On the day seven microscopists set up displays, and there was a special set of microscopes and magnifiers for children to use.
Peter Wakeman and Grenham Ireland showed live specimens on their microscopes and displayed them on video screens.
Mark Berry brought some microscopes to discuss the finer details of their construction.
Debbie Burfitt brought the microscope she had used many years ago to identify diatoms collected an identified during her PhD work. The microscope was fascinating for the microscopists as it was fitted with the phase contrast system using the cross version of illumination rather than the circular form.

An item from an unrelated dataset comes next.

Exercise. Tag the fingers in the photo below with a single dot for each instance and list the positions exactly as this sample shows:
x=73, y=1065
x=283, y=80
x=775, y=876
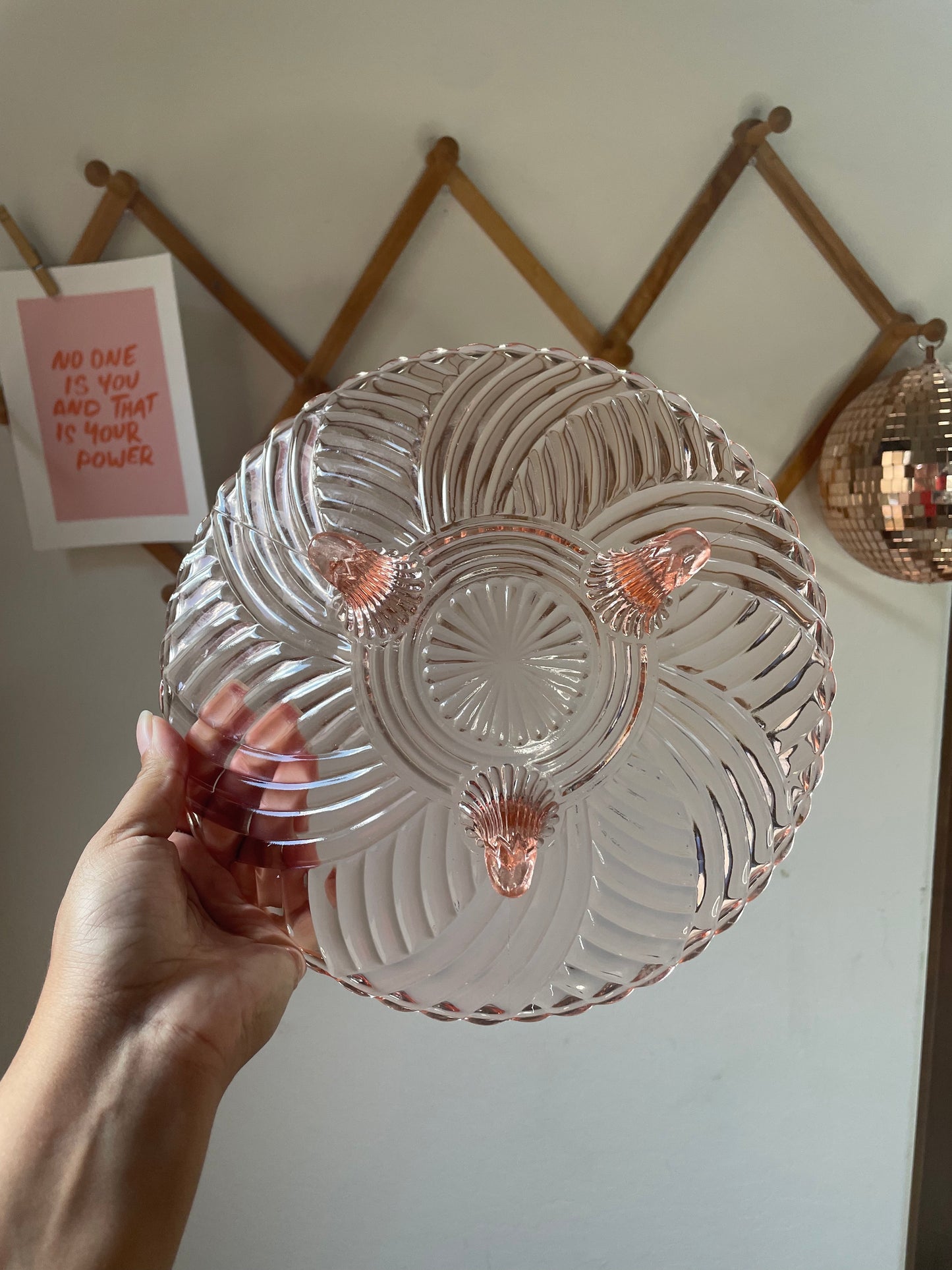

Debbie Burfitt (right) with David and Rhodri Lewis
Debbie’s photos of her original collection of diatoms
Pam Hamer produced the final product of the interesting beach stone identified as a Copperas. This was pyritised fossil stem-like structures derived from the vegetation in the swamp conditions as the stone was formed.
Brian Darnton came by bus with his microscope and part of his slide collection of historical collections of Foraminifera and diatoms.
Brian Darnton (left) and Grenham Ireland
Last but not least, Jeremy Poole showed superb SEM images of tardigrades – linking in with the live tardigrades in Grenham’s display.
Visitors admiring Jeremy’s photos of tardigrades
During the day several other members and friends joined us, but despite the advertising very few local visitors. One was a local nature film maker who was particularly interested in Foraminifera. He has a sophisticated stacking system to image these along with marine live specimens. Another visitor was a young man with his father and it was gratifying to see his surprise at the detail he could see using our starter microscopes on an insect and a pollen-laden catkin. They were also intrigued by Jeremy’s SEM images, including the tardigrade standing to attention!
The meeting provided the opportunity for some in depth discussion – a good ‘Gossip’! Reluctantly, however, we agreed that we would not hold a meeting there in the autumn but hope to be back again in the spring.